Chapter 48:

Chapter 48. The Parting of Wings.

The House in the Woods. Part 1


Where Winter Holds Her Own

She was still trembling.
Even as Ydoc cradled her, Vexira—once bold, once viciously proud—
was now no more than a fragile girl, her voice shrunk to a whisper.

“Froosta…”

“Take me home.”

The words were barely shaped.
More breath than sound.
Like the whimper of a lost child in snow.

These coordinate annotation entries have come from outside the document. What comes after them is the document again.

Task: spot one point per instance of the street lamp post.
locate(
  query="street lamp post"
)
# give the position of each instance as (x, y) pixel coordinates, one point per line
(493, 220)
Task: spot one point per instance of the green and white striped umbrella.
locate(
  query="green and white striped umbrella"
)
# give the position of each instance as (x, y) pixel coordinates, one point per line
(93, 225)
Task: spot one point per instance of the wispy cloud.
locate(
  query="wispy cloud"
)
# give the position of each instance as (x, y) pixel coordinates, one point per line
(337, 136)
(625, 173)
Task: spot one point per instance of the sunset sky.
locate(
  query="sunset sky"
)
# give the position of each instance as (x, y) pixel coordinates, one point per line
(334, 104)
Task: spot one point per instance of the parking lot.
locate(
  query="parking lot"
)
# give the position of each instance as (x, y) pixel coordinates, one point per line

Froosta had stepped forward without thinking,
already fishing into his cloak for bandages—
but at those words…
he froze.

His eyes met hers.
Then flicked toward Ydoc.
Then down… to the broken stone. The dust.

And something inside him shivered.

“O-oh… um…”
His breath left his lips in a small white puff. “That… that means I won’t…”

He didn’t finish the sentence.
But his eyes spoke it:

I won’t get to go to the party with you.
I might not see you again.

The Divide could be unkind.
Paths split.
Days passed differently between realms.
Some promises drifted like pollen—sweet, forgotten, impossible to catch again.

But Froosta’s kindness was bottomless.

And in the end, his heart chose sorrow over selfishness.

“Ydoc…” he said gently, turning his face up to him.
“Get a Druid to help you reach the party, okay? They know the safe ways. I—um. I’ll get her home.”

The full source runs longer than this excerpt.